The hepatic enzymes that can become elevated in patient's serum after they receive anesthetics do not necessarily indicate severe hepatic injury. [32-34]
In this retrospective analysis, many variables were found to be associated with perioperative complications and death. Table 3and Table 4list many variables that were univariately, but not multivariately, associated with patient outcome. In measuring the simultaneous effect of multiple variables, multivariate analysis identified those variables that have an effect on outcome independent of the other measured variables. When two variables covary (as age and weight do in children), both may contribute to a univariate analysis, but only one does so in a multivariate analysis. This does not mean that only one of the covariables matters, but only that there is insufficient evidence to incorporate both into the multivariate model. The patients in this investigation who underwent extracorporeal bypass illustrate the importance of a variable that is associated with outcome by univariate but not by multivariate methods. Univariate analysis determined that postoperative complications occurred more frequently in patients undergoing cardiovascular procedures that required extracorporeal bypass. This statistical association was lost when multivariate analysis was applied. However, this may have been the result of the type 2 error that occurred from the low number of patients (n = 12) in this category. Thus it is possible that the use of extracorporeal support may be associated with increased risk in the patient with cirrhosis.

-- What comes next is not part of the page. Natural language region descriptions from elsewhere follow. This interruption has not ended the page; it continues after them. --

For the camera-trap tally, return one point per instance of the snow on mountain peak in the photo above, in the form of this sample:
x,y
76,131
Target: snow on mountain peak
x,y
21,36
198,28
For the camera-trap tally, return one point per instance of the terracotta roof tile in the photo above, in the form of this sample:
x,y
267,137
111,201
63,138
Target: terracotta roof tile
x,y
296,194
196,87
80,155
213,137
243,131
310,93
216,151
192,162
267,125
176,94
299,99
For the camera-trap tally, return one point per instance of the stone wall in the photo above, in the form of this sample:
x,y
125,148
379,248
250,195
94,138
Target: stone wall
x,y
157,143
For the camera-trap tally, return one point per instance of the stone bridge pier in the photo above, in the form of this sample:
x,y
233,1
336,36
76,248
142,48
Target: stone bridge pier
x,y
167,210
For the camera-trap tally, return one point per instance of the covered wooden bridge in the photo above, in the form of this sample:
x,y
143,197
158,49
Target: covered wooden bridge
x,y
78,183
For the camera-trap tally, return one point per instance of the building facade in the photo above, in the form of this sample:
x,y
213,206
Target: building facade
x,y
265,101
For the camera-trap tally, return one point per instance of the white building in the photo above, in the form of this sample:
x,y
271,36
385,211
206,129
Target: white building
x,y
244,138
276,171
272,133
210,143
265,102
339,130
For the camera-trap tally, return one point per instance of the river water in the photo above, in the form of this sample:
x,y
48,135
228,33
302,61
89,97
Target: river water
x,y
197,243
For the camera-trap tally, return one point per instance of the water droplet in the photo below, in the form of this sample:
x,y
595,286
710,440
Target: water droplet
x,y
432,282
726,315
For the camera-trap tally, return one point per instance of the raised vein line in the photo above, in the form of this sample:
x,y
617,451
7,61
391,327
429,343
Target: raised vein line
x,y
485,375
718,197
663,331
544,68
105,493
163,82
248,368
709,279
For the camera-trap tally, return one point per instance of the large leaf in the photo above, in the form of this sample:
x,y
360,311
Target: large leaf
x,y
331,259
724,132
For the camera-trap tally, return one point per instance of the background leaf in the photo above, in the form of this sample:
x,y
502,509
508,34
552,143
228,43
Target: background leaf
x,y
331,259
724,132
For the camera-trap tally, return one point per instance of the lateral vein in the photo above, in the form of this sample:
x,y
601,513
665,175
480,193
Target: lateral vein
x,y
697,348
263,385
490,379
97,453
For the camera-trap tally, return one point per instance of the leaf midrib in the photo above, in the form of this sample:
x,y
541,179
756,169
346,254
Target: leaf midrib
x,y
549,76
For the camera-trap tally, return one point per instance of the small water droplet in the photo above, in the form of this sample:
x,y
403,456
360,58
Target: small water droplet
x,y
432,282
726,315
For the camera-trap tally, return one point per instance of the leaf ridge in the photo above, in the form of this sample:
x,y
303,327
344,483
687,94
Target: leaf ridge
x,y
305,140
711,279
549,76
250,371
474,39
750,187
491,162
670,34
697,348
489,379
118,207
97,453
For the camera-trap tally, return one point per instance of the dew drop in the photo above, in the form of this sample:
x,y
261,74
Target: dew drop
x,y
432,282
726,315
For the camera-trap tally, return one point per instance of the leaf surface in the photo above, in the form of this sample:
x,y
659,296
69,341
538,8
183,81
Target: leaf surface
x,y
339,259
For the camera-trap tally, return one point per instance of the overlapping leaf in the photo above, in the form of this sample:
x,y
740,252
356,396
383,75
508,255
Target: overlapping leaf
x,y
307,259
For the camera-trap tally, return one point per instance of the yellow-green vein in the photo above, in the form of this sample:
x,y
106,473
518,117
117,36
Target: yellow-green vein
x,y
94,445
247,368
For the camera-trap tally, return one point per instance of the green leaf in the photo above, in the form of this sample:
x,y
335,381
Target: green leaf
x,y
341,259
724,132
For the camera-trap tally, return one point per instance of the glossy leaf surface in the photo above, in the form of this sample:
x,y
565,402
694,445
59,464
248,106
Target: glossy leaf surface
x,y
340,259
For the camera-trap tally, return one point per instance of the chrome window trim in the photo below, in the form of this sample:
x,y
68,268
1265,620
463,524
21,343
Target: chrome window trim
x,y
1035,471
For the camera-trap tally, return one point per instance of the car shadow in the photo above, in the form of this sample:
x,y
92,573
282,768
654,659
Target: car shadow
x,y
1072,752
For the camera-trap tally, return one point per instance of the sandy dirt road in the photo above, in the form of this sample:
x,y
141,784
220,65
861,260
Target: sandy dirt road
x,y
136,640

This retrospective investigation can only help to identify those variables that are associated with perioperative complications and death. These statistical associations, even if strong, do not necessarily indicate a cause-and-effect relation. However, investigators may wish to be mindful of these when they design future studies. In addition, clinicians may wish to consider these factors when making decisions regarding surgical selection, preoperative preparation, and perioperative management.
This investigation confirms high rates of morbidity and mortality for patients with cirrhosis who require anesthesia and surgery. Several factors associated with increased perioperative morbidity and mortality rates are identified.